On Apr 8, 2013, at 11:31 , JiHyoun Park wrote:
Dear Matthieu
Yes, I am trying to port s4-yarn to 0.6.0.
-testMode option is what 0.6.0 has now in org.apache.s4.tools.Deploy.java,
// Explicitly shutdown the JVM since Gradle leaves non-daemon
threads running that delay the termination
if (!deployArgs.testMode) {
System.exit(0);
}
just like the -shutdown option in the same class file of S4-25.
// Explicitly shutdown the JVM since Gradle leaves non-daemon
threads running that delay the termination
if (deployArgs.shutdown) {
System.exit(0);
}
But the difference is
@Parameter(names = "-testMode", description = "Special mode for
regression testing", hidden = true)
@Parameter(names = "-shutdown", description = "Shutdown JVM after
deployment. Useful to avoid waiting for remaining long running threads from
Gradle", arity = 1)
I tried to pass "-testMode=true" to Deploy.main()

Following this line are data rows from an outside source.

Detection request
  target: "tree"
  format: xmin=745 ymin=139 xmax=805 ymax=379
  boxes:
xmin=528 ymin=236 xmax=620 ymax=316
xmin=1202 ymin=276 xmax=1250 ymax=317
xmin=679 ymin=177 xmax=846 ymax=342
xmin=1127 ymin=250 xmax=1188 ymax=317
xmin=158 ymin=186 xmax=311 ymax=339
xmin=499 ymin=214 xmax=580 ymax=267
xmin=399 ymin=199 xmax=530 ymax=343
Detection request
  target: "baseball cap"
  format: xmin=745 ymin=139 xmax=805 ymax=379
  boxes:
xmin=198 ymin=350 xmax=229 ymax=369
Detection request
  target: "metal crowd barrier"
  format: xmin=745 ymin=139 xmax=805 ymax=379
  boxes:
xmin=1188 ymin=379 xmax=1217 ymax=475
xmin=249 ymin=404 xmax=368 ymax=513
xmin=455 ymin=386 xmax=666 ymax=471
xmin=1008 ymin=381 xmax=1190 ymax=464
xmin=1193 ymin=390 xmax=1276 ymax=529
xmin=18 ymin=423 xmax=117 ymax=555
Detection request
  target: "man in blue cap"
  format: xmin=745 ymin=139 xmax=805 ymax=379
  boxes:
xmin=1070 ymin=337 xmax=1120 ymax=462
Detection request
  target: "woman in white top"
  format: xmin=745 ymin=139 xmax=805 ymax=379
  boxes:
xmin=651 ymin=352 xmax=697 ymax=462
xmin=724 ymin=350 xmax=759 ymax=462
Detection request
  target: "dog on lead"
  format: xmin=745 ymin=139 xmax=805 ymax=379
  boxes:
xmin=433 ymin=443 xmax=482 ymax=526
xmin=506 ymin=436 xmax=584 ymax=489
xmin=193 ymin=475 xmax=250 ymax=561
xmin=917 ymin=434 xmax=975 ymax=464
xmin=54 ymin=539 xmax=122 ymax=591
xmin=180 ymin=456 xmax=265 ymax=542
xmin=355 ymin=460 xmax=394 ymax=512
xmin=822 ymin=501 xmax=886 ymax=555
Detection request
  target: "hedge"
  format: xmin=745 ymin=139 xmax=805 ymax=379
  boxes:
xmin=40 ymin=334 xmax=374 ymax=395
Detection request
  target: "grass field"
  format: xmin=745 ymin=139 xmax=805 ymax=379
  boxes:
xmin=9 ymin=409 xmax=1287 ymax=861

String [] argDeploy = {"-s4r=" + s4r_path_HDFS,
"-cluster=" + cluster_name,
"-appName=" + application_name,
"-testMode=true"
};
Deploy.main(argDeploy);
but got an error.
Cannot parse arguments: class com.beust.jcommander.ParameterException -> Was
passed main parameter 'true' but no main parameter was defined
With JCommander, the CLI parser we use, "-testMode" is a boolean parameter with
arity of 0. So either you specify it : "-testMode" -> takes "true" value, or
you don't (takes default "false" value).
The error you are reporting might come from that.
Hope this helps,
Matthieu
Usage
Usage: <main class> [options]
Options:
-a, -appClass Full class name of the application class
(extending App or AdapterApp)
* -appName Name of S4 application.
* -c, -cluster Logical name of the S4 cluster
-debug Display debug information from the build system
Default: false
-gradleOpts gradle system properties (as in GRADLE_OPTS
environment properties) passed to gradle
scripts
Default: []
-help usage
Default: false
-modulesClasses, -emc, -mc Fully qualified class names of custom modules
Default: []
-modulesURIs, -mu URIs for fetching code of custom modules
Default: []
-namedStringParameters, -p Comma-separated list of inline configuration
parameters. Syntax:
'-p=name1=value1,name2=value2 '
Default: []
-s4r URI to existing s4r file
-timeout Connection timeout to Zookeeper, in ms
Default: 10000
-zk ZooKeeper connection string
Default: localhost:2181
Best Regards
Jihyoun
On Mon, Apr 8, 2013 at 4:23 PM, Matthieu Morel
<[email protected]<mailto:[email protected]>> wrote:
On Apr 8, 2013, at 06:17 , JiHyoun Park wrote:
Dear Matthieu
What we need for the Yarn integration is just to include 2 hdfs-deploy-related
classes, which were developed at S4-25, in the s4 core-deploy package.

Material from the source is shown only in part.